La policía acudió a la comunidad para que ayuden encontrar una persona de interés quien era un ex empleado del Serco Group Plc., la compañía que dotó el personal en la torre del Walter Field Airport.
No hubo lesiones grabadas, ni atrasos en el aeropuerto.
Las bombas fueron colocadas en las viviendas de los empleados del Serco, dijo Steve Christmas, vicepresidente para operaciones de aviación para la compañía.
La torre aérea en Grand Junction está dirigida por Serco, un subcontratista importante del FAA, dijo Laura Brown, portavoz para el FAA.
Los controladores de Denver se encargaron de dirigir el trafico aéreo para Grand Junction por una hora hasta que fueron autorizados a regresar a sus puestos, dijo Brown. La portavoz para el Transportation Security Administration en Denver, Carrie Harmon, dijo que hubo una revisión total de seguridad en el aeropuerto.
”No hemos encontrado un vínculo con la aviación en estos momentos y lo estamos haciendo con la mayor prudencia”, dijo.
La policía acudió a los residentes para que ayuden encontrar a Robert L. Burke, de 54 años, quien podría haber conducido una van Chevrolet Astro del año 1999 con el número de placas 794CYB.
Christmas confirmó que Burke era un empleado de Serco.
El rehusó comentar a un reportaje de periódico que un ex empleado disgustado fue el responsable de los atentados.
”No creo que sea justo dar específicos en estos momentos. Están investigando todo tipos de situaciones influyentes”, dijo.
Dijo que su compañía estaba ofreciendo asistencia a los empleados que fueron los blancos de los atentados.

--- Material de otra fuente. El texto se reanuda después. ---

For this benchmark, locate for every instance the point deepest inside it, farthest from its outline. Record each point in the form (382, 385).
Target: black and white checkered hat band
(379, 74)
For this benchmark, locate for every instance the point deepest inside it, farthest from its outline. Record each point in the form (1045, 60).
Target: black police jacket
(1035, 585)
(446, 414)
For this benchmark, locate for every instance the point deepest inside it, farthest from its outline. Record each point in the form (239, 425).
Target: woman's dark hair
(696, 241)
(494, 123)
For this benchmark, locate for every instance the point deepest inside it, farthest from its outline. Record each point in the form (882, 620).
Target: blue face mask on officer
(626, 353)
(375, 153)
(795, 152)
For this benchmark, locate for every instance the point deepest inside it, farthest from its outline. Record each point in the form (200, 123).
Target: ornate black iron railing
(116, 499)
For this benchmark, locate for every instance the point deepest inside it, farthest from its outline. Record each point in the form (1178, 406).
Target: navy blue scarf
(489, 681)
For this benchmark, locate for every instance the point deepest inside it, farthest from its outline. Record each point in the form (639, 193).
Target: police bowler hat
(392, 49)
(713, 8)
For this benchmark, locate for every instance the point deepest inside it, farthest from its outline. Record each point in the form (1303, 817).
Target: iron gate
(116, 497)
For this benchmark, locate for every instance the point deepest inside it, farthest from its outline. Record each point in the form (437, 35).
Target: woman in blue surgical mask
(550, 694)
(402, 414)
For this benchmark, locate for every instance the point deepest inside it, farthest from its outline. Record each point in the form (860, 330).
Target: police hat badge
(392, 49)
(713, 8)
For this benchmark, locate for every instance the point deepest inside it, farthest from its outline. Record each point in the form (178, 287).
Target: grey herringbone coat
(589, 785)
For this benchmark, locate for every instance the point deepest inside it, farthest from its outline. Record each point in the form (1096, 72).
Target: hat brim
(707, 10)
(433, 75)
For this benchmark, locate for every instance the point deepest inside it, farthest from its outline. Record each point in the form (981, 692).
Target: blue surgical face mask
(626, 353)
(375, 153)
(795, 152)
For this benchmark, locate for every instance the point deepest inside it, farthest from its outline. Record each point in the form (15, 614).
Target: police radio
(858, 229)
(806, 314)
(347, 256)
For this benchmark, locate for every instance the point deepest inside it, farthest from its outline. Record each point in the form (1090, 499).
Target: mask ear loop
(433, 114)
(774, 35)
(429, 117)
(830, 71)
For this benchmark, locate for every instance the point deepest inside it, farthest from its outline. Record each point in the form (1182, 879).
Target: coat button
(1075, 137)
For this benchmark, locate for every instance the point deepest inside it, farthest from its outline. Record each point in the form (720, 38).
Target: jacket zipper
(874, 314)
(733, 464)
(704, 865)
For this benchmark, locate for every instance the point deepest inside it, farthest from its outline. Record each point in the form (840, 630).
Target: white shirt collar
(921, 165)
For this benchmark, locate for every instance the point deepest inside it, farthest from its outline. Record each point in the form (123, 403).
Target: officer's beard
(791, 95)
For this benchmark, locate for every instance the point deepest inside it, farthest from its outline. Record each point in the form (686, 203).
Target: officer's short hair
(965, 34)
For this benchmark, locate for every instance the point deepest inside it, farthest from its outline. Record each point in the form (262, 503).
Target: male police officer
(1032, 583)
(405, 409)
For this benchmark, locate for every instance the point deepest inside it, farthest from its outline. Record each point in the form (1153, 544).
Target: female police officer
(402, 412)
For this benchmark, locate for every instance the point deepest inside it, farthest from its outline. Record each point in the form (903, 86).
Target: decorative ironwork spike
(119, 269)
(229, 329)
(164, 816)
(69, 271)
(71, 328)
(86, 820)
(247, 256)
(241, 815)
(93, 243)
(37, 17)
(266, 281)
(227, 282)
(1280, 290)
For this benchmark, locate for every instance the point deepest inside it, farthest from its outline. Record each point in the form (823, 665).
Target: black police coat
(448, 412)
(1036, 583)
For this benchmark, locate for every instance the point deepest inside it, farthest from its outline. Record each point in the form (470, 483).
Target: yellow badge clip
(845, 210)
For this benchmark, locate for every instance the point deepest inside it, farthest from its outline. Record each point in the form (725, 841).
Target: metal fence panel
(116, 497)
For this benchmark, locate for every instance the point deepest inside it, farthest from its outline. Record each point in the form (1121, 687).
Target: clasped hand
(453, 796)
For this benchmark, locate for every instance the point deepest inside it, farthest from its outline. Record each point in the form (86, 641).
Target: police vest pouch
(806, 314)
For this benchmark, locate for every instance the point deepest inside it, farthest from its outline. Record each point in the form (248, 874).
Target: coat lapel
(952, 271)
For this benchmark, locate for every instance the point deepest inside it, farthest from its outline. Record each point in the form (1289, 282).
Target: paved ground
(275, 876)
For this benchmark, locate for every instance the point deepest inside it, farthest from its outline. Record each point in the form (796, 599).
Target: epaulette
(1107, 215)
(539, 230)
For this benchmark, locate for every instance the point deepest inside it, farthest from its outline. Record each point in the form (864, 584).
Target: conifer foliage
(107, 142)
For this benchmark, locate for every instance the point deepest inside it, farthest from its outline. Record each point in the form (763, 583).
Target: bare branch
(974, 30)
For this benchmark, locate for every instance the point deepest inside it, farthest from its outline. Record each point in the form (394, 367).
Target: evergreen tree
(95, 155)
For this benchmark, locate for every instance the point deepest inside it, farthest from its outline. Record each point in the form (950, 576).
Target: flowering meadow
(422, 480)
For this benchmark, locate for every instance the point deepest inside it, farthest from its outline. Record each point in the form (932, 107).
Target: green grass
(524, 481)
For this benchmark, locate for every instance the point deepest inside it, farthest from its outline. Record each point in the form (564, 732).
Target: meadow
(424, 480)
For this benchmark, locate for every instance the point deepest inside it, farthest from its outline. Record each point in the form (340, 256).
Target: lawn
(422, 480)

Las bombas provocaron advertencias de las autoridades mientras que revisaban ésta ciudad en la parte occidental de Colorado con una población de 45,000 con tal de encontrar los sospechosos y otros mecanismos.
”Podía haber matado a mi familia”, dijo Richard Smith, cuya vivienda recibió daños de menor gravedad. “Nos dió miedo pero ocurrió a las 4:30 de la madrugada y todos estaban adentro”.
Dijo que no quería hablar del posible sospechoso, pero “estoy seguro que se va matar él mismo”. Smith no quiso elaborar.
El sargento de policía, Paul Quimby, dijo que los oficiales de policía, sheriff y los bomberos buscaron pistas.
”Estamos preocupados por otras bombas no descubiertas”, dijo Quimby.
Quimby se negó a hacer cualquier comentario sobre un reportaje en el periódico Daily Sentinel de Grand Junction en donde decía que las bombas estaban adentro de varios botes de basura cubiertas en cintas adhesivas de tela.
Tim Ricciardi, cuya vivienda fue afectada, dijo al Sentinel que sospecha que uno de las personas que coloca bombas amenazó a un compañero de trabajo tras ser despedido.
Quimby dijo que aún es muy temprano para especular quien fue el causante de los atentados y que las casas no parecían ser un posible blanco para los terroristas.
”Esto podría ser ejecutado por niños con acceso al Internet y con poca ingenuidad. Estamos tratando de buscar alguna pista para entender la causa”, dijo Quimby. Agregó que las bombas se parecieron a un mecanismo incendiario más que una bomba; una explosión quemó la parte delantera de una puerta de garaje y derritió el revestimiento de vinilo.
Un agente de supervisión y tres especialistas certificadas de explosivos del Bureau of Alcohol, Tobacco and Firearms viajaron desde Denver a la escena, dijo Sheree Mixell, la portavoz para el ATF. Los equipos caninos estaban en estado de alerta, agregó.